At the Curtis Institute of Music Bloom was a pupil of Marcel Tabuteau for three years.[2] In the 1930s he played English horn in the Philadelphia Orchestra under Leopold Stokowski and first oboe in the Rochester Philharmonic under José Iturbi.[2] He was the principal oboe in Arturo Toscanini's NBC Symphony Orchestra from 1937 to 1943.[3] Bloom plays on recordings by the Columbia Symphony and the RCA Symphony.[2]

In 1946 Bloom was one of the founding members of the Bach Aria Group, with which he played until 1980.[1][2] Recordings by the Bach Aria Group featuring Bloom started appearing from the late 1940s.[4] Bloom transcribed and elaborated 18th-century masterworks for the oboe.[5] His own compositions include a Sonatina for oboe and piano.[1]

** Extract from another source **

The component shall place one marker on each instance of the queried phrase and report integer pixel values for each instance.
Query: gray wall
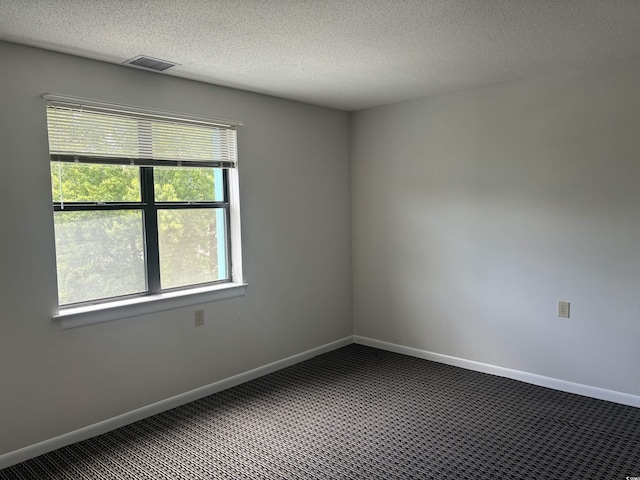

Bloom was a professor at Yale and Juilliard.[1] His pupils include William Bennett,[6] Bill Douglas,[7] Tim Hurtz,[8] Bert Lucarelli,[9] Ray Still,[9][10] Allan Vogel,[9] and Richard Woodhams,[2] In the spring of 1988, friends, colleagues, and former pupils gathered in Lincoln Center's Alice Tully Hall in New York for an 80th-birthday tribute.[2]

A few years after Bloom's death in 1994,[11] his widow, Sara Lambert Bloom, published The Robert Bloom Collection, scores and parts to his 21 editions of 18th-century masterworks, 10 transcriptions, and 10 compositions.[12] The Art of Robert Bloom, a 7-CD set of live performances of concertos, chamber music, and Bach arias performed by Bloom over his 60-year career was released in 2001 on Boston Records label.[13]